# Markbase Developer Guide
This document is intended for markbase developers and development agents, covering architecture design, development standards, and implementation details.
## 1. Project Overview
Markbase is a high-performance CLI tool for scanning, parsing, and indexing Markdown notes into a DuckDB database, enabling instant metadata queries with Obsidian compatibility.
**Core Value**: Provides structured Markdown knowledge base access for AI Agents.
## 2. Tech Stack
- **Language**: Rust 1.85+ (2024 edition)
- **CLI Framework**: clap v4.5 (derive feature)
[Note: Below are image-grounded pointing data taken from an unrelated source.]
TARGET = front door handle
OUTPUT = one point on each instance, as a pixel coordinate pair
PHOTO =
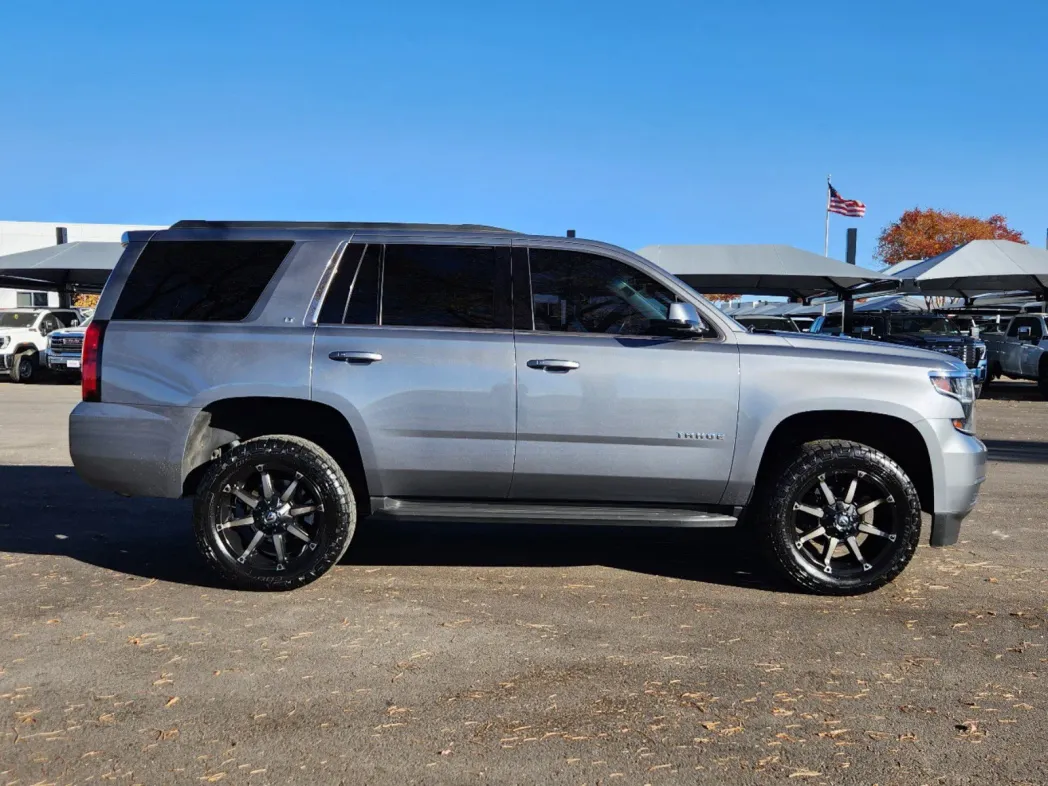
(553, 365)
(357, 358)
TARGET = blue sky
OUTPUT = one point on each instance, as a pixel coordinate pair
(632, 123)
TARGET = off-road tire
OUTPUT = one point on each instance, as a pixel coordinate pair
(25, 362)
(312, 461)
(776, 529)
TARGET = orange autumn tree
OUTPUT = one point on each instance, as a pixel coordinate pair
(86, 301)
(921, 234)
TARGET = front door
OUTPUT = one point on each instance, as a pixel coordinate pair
(607, 411)
(414, 347)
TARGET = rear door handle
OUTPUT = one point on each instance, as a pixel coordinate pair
(549, 364)
(357, 358)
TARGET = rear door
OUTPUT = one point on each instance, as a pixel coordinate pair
(414, 346)
(1017, 348)
(606, 410)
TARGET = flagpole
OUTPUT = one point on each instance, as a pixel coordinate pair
(826, 240)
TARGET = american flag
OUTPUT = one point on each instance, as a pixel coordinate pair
(843, 206)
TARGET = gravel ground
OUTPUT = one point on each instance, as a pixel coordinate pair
(459, 653)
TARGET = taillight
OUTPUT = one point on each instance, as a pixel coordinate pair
(90, 362)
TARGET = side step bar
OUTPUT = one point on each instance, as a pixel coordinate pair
(514, 512)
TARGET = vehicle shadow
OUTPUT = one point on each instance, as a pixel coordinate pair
(50, 510)
(1011, 390)
(1017, 451)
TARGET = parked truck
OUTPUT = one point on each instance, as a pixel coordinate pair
(1020, 351)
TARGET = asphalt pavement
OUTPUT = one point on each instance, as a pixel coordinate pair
(501, 655)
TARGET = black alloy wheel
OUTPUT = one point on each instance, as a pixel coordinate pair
(24, 369)
(843, 519)
(274, 512)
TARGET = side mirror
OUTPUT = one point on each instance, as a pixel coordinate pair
(682, 320)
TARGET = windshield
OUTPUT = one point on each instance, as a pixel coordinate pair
(18, 319)
(769, 323)
(931, 325)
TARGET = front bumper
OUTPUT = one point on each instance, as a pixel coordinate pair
(958, 471)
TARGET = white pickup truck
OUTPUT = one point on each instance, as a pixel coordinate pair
(1021, 351)
(23, 337)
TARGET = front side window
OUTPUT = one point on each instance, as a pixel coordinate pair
(438, 286)
(30, 300)
(573, 291)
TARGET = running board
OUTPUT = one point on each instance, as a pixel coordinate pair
(503, 512)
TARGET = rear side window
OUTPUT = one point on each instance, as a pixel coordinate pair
(438, 286)
(199, 280)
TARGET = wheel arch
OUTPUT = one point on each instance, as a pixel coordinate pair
(895, 437)
(227, 420)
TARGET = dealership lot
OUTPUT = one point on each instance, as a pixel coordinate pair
(510, 654)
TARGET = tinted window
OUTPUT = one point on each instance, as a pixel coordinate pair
(352, 298)
(438, 286)
(586, 293)
(199, 281)
(1032, 324)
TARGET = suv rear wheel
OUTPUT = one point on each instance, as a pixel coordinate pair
(842, 519)
(24, 367)
(274, 514)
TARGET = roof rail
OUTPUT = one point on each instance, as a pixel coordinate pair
(199, 224)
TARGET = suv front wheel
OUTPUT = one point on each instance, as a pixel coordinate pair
(842, 519)
(274, 514)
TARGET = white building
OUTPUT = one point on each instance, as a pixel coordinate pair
(25, 236)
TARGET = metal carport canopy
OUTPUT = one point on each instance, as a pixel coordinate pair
(759, 269)
(69, 266)
(977, 267)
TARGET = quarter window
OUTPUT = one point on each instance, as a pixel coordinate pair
(199, 280)
(572, 291)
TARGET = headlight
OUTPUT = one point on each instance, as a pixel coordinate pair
(958, 385)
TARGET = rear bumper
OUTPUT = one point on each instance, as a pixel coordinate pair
(958, 468)
(131, 450)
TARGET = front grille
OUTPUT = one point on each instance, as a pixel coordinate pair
(969, 354)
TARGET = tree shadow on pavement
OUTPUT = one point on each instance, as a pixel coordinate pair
(50, 510)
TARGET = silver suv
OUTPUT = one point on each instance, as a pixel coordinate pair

- **Database**: DuckDB (bundled with `duckdb` crate)
- **File Traversal**: walkdir v2.5
- **Parsing**: gray_matter (frontmatter), regex (wiki-links/tags), serde_yaml (frontmatter rewrite)
- **Serialization**: serde, serde_json
**Design Principle**: Minimize dependencies, optimize binary size (`strip = true` in Cargo.toml)
## 3. Design Principles
**Design Principle 1 - Name Uniqueness**: Note names must be unique across the entire vault, regardless of directory location. This enables simple `[[note-name]]` linking without path ambiguity.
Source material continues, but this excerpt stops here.